Andy Murray and Roger Federer have both been outspoken in their belief that there should be more stringent anti-doping measures within the sport, and Friday's release outlined the details of the alterations.

"The changes will see a significant increase in the volume of testing up to an annual total of 8,000 samples (from 4,899 in 2016)," it read.

"This will include the collection of more urine and blood samples both in-competition and out-of-competition across more events, thus providing greater coverage of professional tennis.

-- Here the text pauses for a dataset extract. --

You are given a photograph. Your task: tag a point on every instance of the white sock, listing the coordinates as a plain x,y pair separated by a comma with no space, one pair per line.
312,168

"The number of players included in the International Registered Testing Pool (IRTP) will increase to approximately 250, with all players subject to testing under the Athlete Biological Passport programme.

"More samples (up to 50 per cent for top-ranked players) will be placed into long-term storage, allowing reanalysis of those samples, such as when new or more sensitive detection methods become available.

"To fund these changes, the annual budget for the Programme will be increased by over 50 per cent to approximately $4.5million in 2017 (excluding administration costs)."

ITF president David Haggerty said: "On behalf of the partners in the Tennis Anti-Doping Programme, we welcome this strengthening of the sport's anti-doping efforts.

"Protecting the integrity of tennis is an ongoing priority of the governing bodies of tennis to ensure that tennis is and remains a clean sport, and these enhancements will make a positive contribution to achieving that priority."